Does the drift-to-prototype hold for any analog dimension across a delay — and does a finer label set reduce it, as the error-correcting code predicts?

precise-across-time showed colour memory drifting toward category centers across a delay and asked whether the same holds for any continuous dimension, and whether a fine-grained label set blunts the drift. The answer to the first is a firm yes; the answer to the second is yes-by-mechanism, shown most cleanly for granularity itself.

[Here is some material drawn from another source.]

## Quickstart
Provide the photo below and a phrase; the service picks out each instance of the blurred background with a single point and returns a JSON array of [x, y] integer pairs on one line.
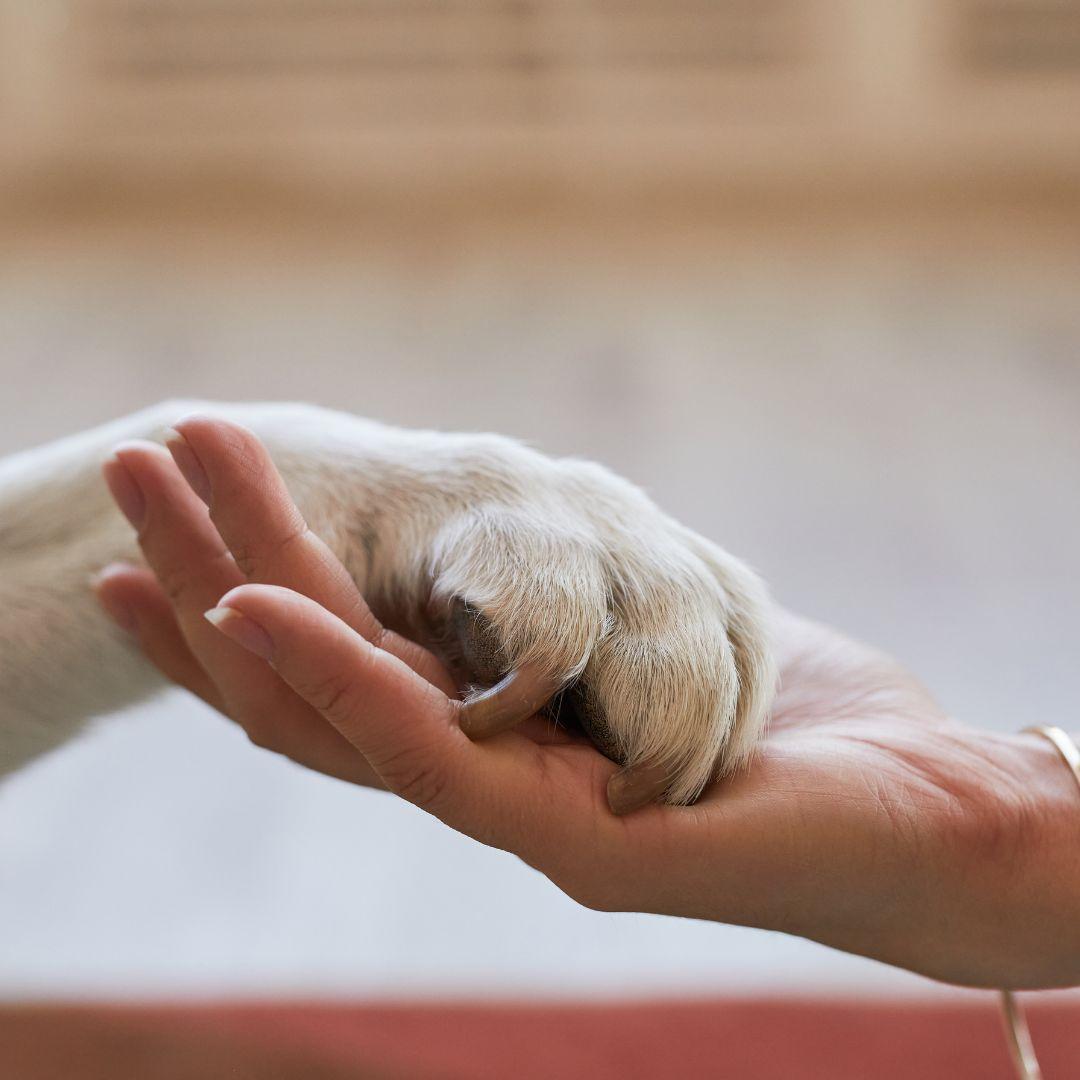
[[807, 270]]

The drift is not a colour quirk — it is one law wearing many coats, and it has a name: the category adjustment model. Huttenlocher, Hedges and Vevea showed that to remember an inexact value, the mind blends the fuzzy fine-grain trace with the prototype of the category it falls in, so estimates bow toward category centers — demonstrated for spatial location (points pulled toward the center of their quadrant) and extended to line length and other graded dimensions (read 2026-06-11 — Huttenlocher, Hedges & Vevea 2000, JEP:General; Huttenlocher, Hedges & Duncan, Prototype Effects in Estimating Spatial Location). Duration carries the same coat under an older name — Vierordt's law, the central-tendency bias: short intervals overestimated, long ones underestimated, every remembered span pulled toward the mean of recent spans. Jazayeri and Shadlen cast it as Bayesian blending of a noisy estimate with a prior, and it appears "across timescales, sensory modalities and age groups" (read 2026-06-11 — Central tendency effects in time interval reproduction, Scientific Reports 2016; Bayesian sense of time, arXiv). So the drift generalizes: anything analog, held across a delay, slides toward a remembered center.

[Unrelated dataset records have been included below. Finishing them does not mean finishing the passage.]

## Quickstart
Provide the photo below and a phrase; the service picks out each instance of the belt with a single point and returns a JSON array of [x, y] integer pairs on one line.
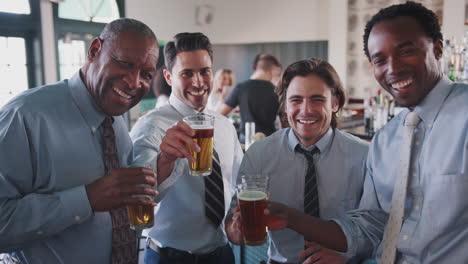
[[276, 262], [176, 253]]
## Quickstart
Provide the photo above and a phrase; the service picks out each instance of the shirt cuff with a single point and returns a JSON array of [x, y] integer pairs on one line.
[[76, 204], [347, 230]]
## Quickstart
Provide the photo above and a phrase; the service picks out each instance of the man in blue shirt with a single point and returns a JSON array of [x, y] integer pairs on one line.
[[55, 197], [404, 44], [311, 95], [182, 232]]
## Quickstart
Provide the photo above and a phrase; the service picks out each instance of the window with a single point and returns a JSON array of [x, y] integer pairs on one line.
[[15, 7], [77, 23], [103, 11], [20, 48], [13, 68]]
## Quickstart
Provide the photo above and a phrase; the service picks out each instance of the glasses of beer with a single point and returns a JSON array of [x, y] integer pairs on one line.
[[141, 216], [204, 130], [252, 196]]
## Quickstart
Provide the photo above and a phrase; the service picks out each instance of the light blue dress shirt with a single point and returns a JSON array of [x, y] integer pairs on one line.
[[435, 225], [180, 220], [340, 168], [50, 149]]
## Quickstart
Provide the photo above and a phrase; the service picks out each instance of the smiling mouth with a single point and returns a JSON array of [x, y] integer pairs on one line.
[[122, 94], [197, 93], [306, 122], [402, 84]]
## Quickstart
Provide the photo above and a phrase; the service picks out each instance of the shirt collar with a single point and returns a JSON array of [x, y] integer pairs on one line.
[[85, 102], [432, 103], [181, 107], [322, 144]]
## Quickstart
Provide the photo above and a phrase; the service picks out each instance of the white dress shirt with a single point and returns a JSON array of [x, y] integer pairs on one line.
[[180, 220]]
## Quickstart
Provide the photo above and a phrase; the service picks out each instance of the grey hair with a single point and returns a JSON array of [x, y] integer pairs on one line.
[[112, 30]]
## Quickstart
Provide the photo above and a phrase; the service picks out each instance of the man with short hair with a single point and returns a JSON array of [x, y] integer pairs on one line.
[[311, 95], [256, 97], [65, 146], [413, 208], [183, 231]]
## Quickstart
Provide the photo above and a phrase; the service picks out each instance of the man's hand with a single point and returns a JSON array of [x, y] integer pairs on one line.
[[277, 216], [234, 227], [317, 254], [117, 187], [177, 142]]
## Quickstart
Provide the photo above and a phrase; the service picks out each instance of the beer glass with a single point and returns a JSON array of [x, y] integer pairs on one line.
[[252, 196], [204, 130], [141, 216]]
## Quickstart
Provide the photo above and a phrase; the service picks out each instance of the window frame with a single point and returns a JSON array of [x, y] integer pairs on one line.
[[27, 26], [79, 29]]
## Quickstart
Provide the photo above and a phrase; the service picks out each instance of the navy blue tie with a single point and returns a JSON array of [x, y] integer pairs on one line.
[[311, 199], [214, 193]]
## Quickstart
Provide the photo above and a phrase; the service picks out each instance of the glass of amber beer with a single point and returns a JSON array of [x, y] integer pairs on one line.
[[204, 130], [252, 196], [141, 216]]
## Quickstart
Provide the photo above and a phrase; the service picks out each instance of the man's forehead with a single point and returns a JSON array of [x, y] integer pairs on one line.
[[193, 59]]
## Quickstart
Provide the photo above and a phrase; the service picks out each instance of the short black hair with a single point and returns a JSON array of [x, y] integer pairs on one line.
[[159, 85], [425, 17], [112, 30], [185, 42], [265, 62]]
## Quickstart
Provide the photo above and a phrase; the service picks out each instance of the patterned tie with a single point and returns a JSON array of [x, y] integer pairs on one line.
[[311, 200], [123, 238], [214, 193], [399, 192]]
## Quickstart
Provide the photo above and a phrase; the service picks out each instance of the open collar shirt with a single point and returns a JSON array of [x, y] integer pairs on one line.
[[434, 228]]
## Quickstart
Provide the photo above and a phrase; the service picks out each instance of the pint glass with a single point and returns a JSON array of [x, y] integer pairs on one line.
[[252, 195], [204, 130], [141, 216]]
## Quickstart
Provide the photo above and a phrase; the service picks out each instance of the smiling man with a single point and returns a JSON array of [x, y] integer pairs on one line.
[[64, 149], [183, 233], [413, 209], [311, 94]]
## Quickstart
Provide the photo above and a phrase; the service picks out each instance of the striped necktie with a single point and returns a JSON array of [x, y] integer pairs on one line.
[[214, 193], [123, 238], [311, 199], [395, 219]]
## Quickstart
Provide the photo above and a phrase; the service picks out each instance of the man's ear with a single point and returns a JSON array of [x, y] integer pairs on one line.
[[167, 76], [94, 49], [438, 49]]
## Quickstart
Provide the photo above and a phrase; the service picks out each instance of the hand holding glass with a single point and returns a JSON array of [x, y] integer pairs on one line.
[[252, 195], [204, 131], [141, 216]]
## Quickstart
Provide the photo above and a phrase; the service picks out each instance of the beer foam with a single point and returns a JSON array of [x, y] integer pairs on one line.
[[252, 195], [201, 126]]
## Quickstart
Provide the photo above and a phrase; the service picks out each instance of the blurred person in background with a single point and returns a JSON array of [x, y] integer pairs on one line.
[[161, 89], [256, 97], [222, 86]]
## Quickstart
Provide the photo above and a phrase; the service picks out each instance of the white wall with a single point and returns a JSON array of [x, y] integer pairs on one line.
[[240, 21], [252, 21], [453, 19]]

The model also explains why the slide grows worse exactly where precise-across-time found it growing — with delay and with load. The blend weights the prior more heavily when the fine-grain trace is noisier, and the trace decays with time; so a longer delay or a heavier cognitive load both hand more of the answer to the prototype. Cognitive load directly increased the central-tendency bias in spatial judgments (read 2026-06-11 — Working memory and spatial judgments, Psychonomic Bulletin & Review 2016). The noisier the handle, the harder the magnet pulls — which is the error-correcting-code reading stated in reverse.

Now the label-set question. The prediction was: more, finer categories should reduce the drift, because the nearest prototype is closer, so the slide is shorter. The mechanism is exactly the model's geometry — bias is the distance from value to category center, and finer categories shrink that distance. The hierarchical-category work confirms the structural half: how a category system is built changes the size of the bias, and the bias can be quantified from the hierarchy level (read 2026-06-11 — Quantifying Bias in Hierarchical Category Systems, Open Mind, MIT Press). But there is a crucial catch that flips the naive reading: a category only pulls when it is actively used. Distributional information reduced bias without hurting accuracy, and category information "weighs in only when it is actively processed" — when categories don't weigh in, fine-grain memory stands alone (read 2026-06-11 — Contributions of category and fine-grained information to location memory, 2010).

That reconciles the law with verbal-overshadowing and squares this room with its parent. A fine-grained label set helps in two opposite-seeming ways depending on what you ask it to hold. If the value is discrete or near a boundary you can name, more labels give a closer landmark and a shorter, more honest slide — the symbol works as the discretizing code precise-across-time described. But if the value is genuinely sub-categorical — a shade between your named shades, a face — invoking any category overwrites the fine detail with the prototype; there the cure is to keep the category from weighing in at all (don't verbalize), not to add more boxes. The label set reduces drift only up to the resolution of its boxes; below that resolution it is the drift. The same overwriting wears a second coat in watching-the-watcher, where narrating insight-shaped work erased the answer the wordless work was reaching for.

What stays uncertain

uncertain: the "finer labels → less drift" claim is shown most directly for spatial quadrants and hierarchical category structure, not yet for a clean experiment that hands learners a richer pitch or duration vocabulary and measures reduced drift on those exact dimensions — that specific test stays open. And the category-adjustment model itself has been contested in re- analyses (read 2026-06-11 — Duffy & Smith, On the Category Adjustment Model, Mind & Society 2020), so "one law, many coats" is the strong reading, not the settled one.

Doors

• The category only pulls when actively used — can a learner choose not to invoke it, holding a sub-categorical value in raw fine-grain memory on purpose, or does naming fire automatically the moment a name exists?